Coming of Age : Grandir n’est pas un jeu d’enfant

🎢 Revivez votre adolescence mais sans l’acné ! Coming of Age est une claque ludique et émotionnelle. Test complet d’un futur classique.


Coming of Age : Quand votre crise d’ado devient un chef-d’œuvre ludique

⚠️ Avertissement : Dans un souci de transparence envers notre communauté, nous tenons à préciser que cet article reflète notre opinion personnelle sur le jeu. Nous n’avons reçu aucune contrepartie de la part de l’éditeur du jeu. Nous avons acquis et testé le jeu de façon indépendante, sans lien commercial avec son éditeur. Les avis présentés ici représentent notre analyse honnête et impartiale du jeu, basée sur notre propre expérience.


Vous pouvez écouter cet article sous forme de podcast ici, généré par IA. Et nous sommes également sur Apple Podcast & sur YouTube Podcast ici :

L’essentiel en 3 points :

  • Une simulation de vie poignante où l’on grandit de l’enfance à l’âge adulte.
  • Un système unique où la frustration devient une ressource pour la victoire.
  • Un jeu expert signé Dani Garcia qui laisse une empreinte durable, malgré une courbe d’apprentissage exigeante.
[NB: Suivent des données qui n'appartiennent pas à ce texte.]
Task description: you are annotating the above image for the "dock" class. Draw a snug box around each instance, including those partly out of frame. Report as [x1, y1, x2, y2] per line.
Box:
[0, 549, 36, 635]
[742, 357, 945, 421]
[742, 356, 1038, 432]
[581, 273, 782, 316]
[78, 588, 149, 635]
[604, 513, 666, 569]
Oubliez Mars et les châteaux médiévaux : la plus grande aventure, c’est de devenir adulte sans péter un câble.

Dans le vaste cosmos ludique, nous avons colonisé Mars mille fois, commercé des épices en Méditerranée jusqu’à l’indigestion et bâti des cathédrales et des villages médiévaux par centaines. Mais il restait une terra incognita effrayante, un territoire sauvage que peu d’auteurs et autrices osent explorer : nous-mêmes.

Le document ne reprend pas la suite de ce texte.